Через четыре часа из Петергофа выехала карета с опущенными шторками. На подножках ее, на козлах и на запятках стояли гренадеры. Окруженная конвоем под командой Алексея Орлова, карета направилась в Ропшу - "резиденция" для императора в Шлиссельбургской крепости еще не была готова. Кроме того, там уже находился один бывший император, давно свергнутый Иоанн Антонович. Собирать под одной крышей даже в крепости двух бывших императоров было опасно, поэтому еще 29 июня из Петергофа Екатерина предписала особым указом генерал-майору Савину: "Вскоре по получении сего имеете ежели можно того же дня, а по крайней мере на другой день безъимяного колодника содержащегося в Шлиссельбургской крепости под вашим смотрением вывезти сами из оной в Кексгольм". На исполнение этого приказа требовалось время, поэтому карета с только что свергнутым императором направилась в Ропшу, охотничью мызу в 36 верстах от столицы по нарвской дороге.
Спектакль окончен - дворцовый переворот, который на Западе почему-то называли революцией, произошел.
К необычайной гордости Екатерины он был совершенно бескровным, так как нельзя же считать кровопролитием нескдлько капель крови, которые спустя неделю Алексей Орлов отсосал из укушенного пальца и сплюнул...
Но прежде чем опуститься занавесу, бросим взгляд за кулисы, на человека, для которого этот спектакль с переодеванием обернулся трагедией.

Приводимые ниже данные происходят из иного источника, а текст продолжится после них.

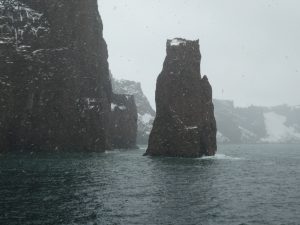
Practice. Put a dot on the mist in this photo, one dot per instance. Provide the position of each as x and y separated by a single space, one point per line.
250 49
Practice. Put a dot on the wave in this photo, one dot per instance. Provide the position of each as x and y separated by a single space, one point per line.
221 157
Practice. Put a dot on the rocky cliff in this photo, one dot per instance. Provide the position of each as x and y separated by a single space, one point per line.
123 121
146 113
254 124
184 125
55 91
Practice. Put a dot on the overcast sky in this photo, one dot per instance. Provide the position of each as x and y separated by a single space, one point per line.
250 48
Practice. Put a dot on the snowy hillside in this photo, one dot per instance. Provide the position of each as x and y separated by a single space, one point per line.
280 124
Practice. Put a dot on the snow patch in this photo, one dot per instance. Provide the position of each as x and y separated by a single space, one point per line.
191 128
113 106
277 131
177 42
246 134
146 118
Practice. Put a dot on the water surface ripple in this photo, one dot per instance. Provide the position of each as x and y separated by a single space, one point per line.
248 184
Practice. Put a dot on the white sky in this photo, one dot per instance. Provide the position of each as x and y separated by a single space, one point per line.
250 48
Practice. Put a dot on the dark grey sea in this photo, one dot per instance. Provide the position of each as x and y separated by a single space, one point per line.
241 185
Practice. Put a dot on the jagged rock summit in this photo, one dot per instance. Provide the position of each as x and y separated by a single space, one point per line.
123 121
185 125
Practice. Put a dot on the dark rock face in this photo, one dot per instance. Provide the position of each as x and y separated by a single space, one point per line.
184 125
55 90
123 121
146 114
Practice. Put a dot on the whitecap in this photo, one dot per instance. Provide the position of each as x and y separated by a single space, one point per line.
221 157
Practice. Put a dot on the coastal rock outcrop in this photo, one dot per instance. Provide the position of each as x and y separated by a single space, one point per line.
184 125
146 114
123 121
257 124
55 90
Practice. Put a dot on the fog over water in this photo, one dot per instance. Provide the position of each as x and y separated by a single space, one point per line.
250 49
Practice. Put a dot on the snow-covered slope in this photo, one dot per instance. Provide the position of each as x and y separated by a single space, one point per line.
280 124
146 114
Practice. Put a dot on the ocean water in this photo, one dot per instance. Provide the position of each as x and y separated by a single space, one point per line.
247 184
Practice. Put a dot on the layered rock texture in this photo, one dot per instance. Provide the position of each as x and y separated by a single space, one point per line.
254 124
184 125
123 121
55 90
146 114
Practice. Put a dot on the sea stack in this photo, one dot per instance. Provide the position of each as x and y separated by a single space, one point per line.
185 125
123 121
54 78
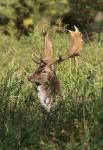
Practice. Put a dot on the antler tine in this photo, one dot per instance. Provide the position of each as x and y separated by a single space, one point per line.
36 59
48 51
76 43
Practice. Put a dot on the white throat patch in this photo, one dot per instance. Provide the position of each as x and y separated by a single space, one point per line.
45 100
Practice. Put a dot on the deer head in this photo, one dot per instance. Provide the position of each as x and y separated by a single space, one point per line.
45 74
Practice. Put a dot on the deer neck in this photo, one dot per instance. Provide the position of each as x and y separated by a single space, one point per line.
44 97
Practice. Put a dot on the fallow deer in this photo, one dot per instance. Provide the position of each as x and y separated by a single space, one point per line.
45 74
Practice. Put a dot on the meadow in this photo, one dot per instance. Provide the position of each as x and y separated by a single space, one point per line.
77 121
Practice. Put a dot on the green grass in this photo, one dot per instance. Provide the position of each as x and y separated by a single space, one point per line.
77 121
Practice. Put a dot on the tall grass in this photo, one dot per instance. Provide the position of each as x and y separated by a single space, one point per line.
77 121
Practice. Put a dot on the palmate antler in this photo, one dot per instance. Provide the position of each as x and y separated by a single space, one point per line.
47 56
76 43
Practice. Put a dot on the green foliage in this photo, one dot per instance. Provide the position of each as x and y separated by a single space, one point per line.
76 122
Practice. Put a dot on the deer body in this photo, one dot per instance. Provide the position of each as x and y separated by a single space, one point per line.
45 74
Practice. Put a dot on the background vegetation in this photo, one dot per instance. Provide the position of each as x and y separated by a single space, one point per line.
77 121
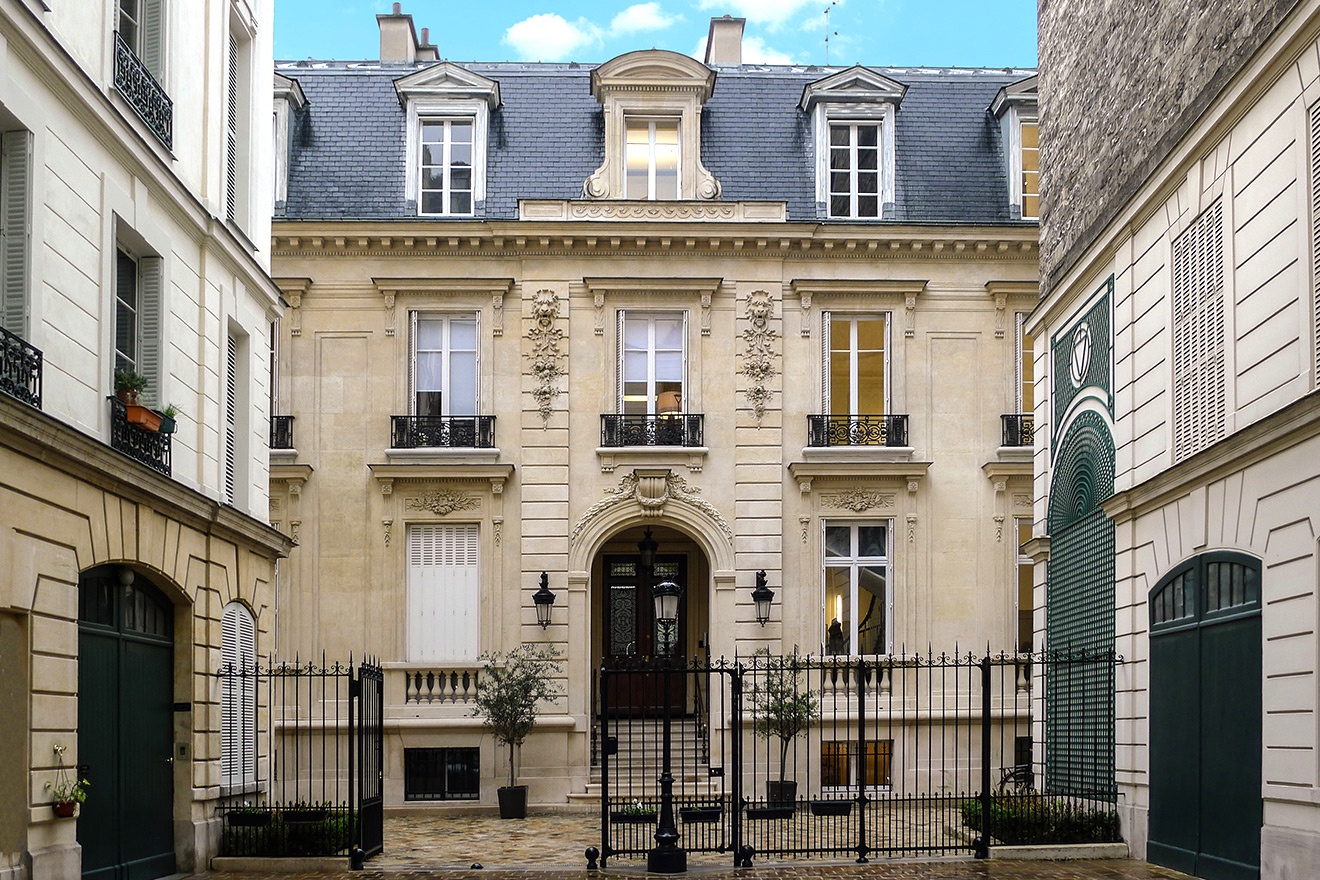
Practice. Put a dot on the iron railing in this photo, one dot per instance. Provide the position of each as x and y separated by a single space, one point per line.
281 432
148 447
867 756
857 430
1019 429
143 93
444 432
20 368
618 429
301 761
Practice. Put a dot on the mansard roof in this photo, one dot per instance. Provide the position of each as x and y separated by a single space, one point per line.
547 136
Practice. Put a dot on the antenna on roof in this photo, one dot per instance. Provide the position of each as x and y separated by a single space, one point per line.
833 3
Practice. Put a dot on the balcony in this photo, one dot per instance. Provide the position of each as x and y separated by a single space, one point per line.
1019 429
442 432
143 93
677 429
20 368
145 446
281 432
857 430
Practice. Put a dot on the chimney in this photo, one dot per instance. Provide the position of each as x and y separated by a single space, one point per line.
397 37
724 42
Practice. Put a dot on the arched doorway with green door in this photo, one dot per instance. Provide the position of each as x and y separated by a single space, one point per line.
126 724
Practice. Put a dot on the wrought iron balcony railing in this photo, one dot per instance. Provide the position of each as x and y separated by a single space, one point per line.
679 429
149 447
857 430
281 432
445 432
1019 429
143 93
20 368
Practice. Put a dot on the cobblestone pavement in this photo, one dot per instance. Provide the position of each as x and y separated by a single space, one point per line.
551 847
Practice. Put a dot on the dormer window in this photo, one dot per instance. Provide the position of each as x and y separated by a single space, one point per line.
448 123
652 128
853 118
1015 108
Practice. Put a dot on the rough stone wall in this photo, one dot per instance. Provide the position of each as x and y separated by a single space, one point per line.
1120 85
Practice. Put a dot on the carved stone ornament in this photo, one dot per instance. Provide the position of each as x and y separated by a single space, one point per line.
759 351
858 500
545 355
442 503
651 490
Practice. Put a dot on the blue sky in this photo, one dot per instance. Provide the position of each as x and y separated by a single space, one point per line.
936 33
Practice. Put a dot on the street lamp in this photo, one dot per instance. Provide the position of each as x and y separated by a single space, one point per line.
667 856
544 600
762 597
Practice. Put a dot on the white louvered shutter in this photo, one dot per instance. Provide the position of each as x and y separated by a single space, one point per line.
15 228
444 593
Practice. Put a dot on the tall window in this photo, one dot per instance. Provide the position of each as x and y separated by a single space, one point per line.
444 364
858 603
652 158
446 166
856 366
652 358
444 594
238 695
854 169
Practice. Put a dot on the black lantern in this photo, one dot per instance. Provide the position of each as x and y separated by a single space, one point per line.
762 597
544 600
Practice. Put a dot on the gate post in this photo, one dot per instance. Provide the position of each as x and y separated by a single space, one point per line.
982 843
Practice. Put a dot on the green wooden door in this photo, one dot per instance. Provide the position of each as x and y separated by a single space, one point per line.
1205 808
126 664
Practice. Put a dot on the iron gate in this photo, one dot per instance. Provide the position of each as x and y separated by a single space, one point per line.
301 767
800 756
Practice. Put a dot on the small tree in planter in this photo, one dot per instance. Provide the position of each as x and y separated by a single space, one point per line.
782 709
508 690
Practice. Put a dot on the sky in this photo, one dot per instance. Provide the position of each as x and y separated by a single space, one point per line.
885 33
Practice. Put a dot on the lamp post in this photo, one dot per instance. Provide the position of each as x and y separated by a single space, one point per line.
667 856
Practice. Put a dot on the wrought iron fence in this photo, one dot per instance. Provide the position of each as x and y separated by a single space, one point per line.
444 432
20 368
301 760
885 756
857 430
677 429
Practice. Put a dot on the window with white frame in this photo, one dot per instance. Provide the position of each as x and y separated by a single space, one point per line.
858 603
652 362
15 228
444 593
444 364
238 695
651 157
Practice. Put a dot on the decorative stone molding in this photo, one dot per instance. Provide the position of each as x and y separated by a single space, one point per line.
858 500
759 351
545 355
442 502
651 490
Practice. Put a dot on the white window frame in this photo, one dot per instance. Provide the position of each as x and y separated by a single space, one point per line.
854 562
444 593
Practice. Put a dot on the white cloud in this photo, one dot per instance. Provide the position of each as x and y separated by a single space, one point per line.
642 16
771 13
549 37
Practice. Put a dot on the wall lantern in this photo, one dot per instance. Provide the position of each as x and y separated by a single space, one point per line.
763 597
544 600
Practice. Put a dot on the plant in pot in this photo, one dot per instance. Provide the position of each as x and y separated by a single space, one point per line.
782 710
508 690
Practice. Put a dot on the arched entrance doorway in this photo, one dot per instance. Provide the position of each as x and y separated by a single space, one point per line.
126 718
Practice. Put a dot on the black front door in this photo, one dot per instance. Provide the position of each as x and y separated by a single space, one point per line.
126 666
632 633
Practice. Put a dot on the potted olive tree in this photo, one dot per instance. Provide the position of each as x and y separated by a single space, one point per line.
508 690
782 710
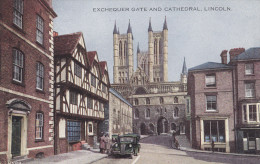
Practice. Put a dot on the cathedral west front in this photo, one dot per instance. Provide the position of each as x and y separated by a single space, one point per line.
158 104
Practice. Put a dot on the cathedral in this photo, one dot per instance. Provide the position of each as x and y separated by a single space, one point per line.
158 104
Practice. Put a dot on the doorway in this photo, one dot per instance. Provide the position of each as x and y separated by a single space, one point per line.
16 136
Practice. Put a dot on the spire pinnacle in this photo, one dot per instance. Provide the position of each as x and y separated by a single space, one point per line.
115 31
165 24
184 68
129 30
150 25
138 49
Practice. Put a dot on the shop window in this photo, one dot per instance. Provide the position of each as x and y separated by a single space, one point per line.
73 131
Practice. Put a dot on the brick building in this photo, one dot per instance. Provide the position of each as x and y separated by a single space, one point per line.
81 87
211 95
26 79
246 72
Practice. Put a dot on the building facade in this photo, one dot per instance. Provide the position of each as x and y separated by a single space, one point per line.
26 79
158 105
212 113
81 87
118 118
247 98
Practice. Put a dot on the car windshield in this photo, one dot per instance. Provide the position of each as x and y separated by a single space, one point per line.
126 139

Что же сам Петр III, законный император и самодержец? Как мог он допустить происшедшее, почему не подавил мятеж в самом зародыше, почему не оказал сопротивления потом, не боролся, а бесславно капитулировал, сдался на милость победительницы, хотя и не ждал от нее ни пощады, ни сожаления? Не достало мужества, смелости? Но он был смел и решителен в своих монарших начинаниях. Не хватило ума? Екатерина из кожи вон лезла, чтобы изобразить его дурачком, однако он им не был, его государственные решения были настолько важны и необходимы, что все свое царствование Екатерина, приписывая, разумеется, инициативу и заслугу себе, осуществляла то, что прокламировал или намечал Петр III. За одним исключением: Петр III упразднил Тайную канцелярию, Екатерина тотчас по воцарении восстановила ее под названием Тайной экспедиции...
Так почему же Петр не удержался, не устоял? Он был преисполнен самых лучших намерений. Он хотел славы для себя, пользы державе и своим подданным. Беда была в том, что полурусский по рождению и немец с головы до пят по воспитанию, он не знал ни русских, ни России, и о своих подданных знал только одно: они должны, обязаны безусловно и безоговорочно во всем подчиняться монарху, исполнять его волю. Петр, конечно, верил в бога, но - не слишком набожный - считал, что непосредственно бог в земные дела не вмешивается, оставляя за собой окончательный расчет в день Страшного суда, который предстоял где-то в отдаленном и не очень определенном будущем. А до тех пор суд и расправу вершит не небесный, а земной владыка, каковым является монарх.